Na bitte! Und Schulbücher werden ohnedies alle paar Jahre neu aufgelegt, denn hohe Lagerbestände stellen für die Verlage ein größeres Problem dar als Änderungen und Nachdrucke; sie sind mit den heutigen Technologien rasch und billig zu bewerkstelligen. Selbst auf der Straße finde ich nach wie vor die alte Rechtschreibung, zum Beispiel in der Bezeichnung "Schönbrunner Schloßstraße".

Der Befürworter der Rechtschreibreform war ein Sektionschef des zuständigen Ministeriums. Er wies darauf hin, dass das Ziel der Reform eine Vereinfachung der Regeln war - und dies sei erreicht worden. Auch sein Hinweis auf den permanenten Sprachwandel war nützlich, das Beispiel allerdings unpassend: Früher schrieben wir "sie treffen einander", heute gilt "sie treffen sich" als richtig. Das ist kein Thema der Rechtschreibung, sondern der Grammatik, und war nicht Gegenstand der Rechtschreibreform.

Die Grammatiker beobachten gewissenhaft den Sprachgebrauch. Immer wieder müssen sie klein beigeben: Wenn die Mehrheit der Menschen "sie treffen sich" sagt und schreibt, so müssen wir es irgendwann als richtig anerkennen - ob es uns lieb ist oder nicht.

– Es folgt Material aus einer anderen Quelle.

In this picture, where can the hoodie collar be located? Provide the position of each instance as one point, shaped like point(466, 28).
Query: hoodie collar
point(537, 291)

Vielleicht wäre es sinnvoll gewesen, diesen Grundsatz auch bei der Rechtschreibreform anzuwenden: Wenn immer mehr Menschen Gämse statt Gemse schreiben, dann soll Gämse die Norm sein. Allerdings sind nur wenige der Versuchung erlegen, Gämse zu schreiben - obwohl wir dieses Tier umgangssprachlich als Gams bezeichnen und Gamsbart sagen, niemals Gämsenbart. Die alte Schreibung mit e war ein Systemfehler, aber wir haben uns an das Schriftbild Gemse so sehr gewöhnt gehabt, dass uns die Gämse missfiel. Wohl deshalb entstand der Eindruck, dass die Reform willkürlich "von oben" kam.

Dass in vielen Fällen eine neue Wahlfreiheit entstand, wurde übersehen. So ist beispielsweise die neue Schreibung Majonäse genauso erlaubt wie die alte Schreibung Mayonnaise. Auch die Klein- und Großschreibung sowie die Getrennt- und Zusammenschreibung wurden liberalisiert - das ist gut so.

Seltsamerweise wettert gerade der Duden-Wörterbuchchef gegen die neuen Freiheiten. Es ist der Duden, der in Gelb unterlegten "Empfehlungen" als Oberlehrer der deutschen Sprache auftritt und den Menschen sagt, welche Variante sie bevorzugen sollen: in diesem Fall Mayonnaise. Das ist nicht im Sinn der Erfinder.

Ceterum censeo: Wir sollten uns nicht am Duden, sondern am Österreichischen Wörterbuch orientieren.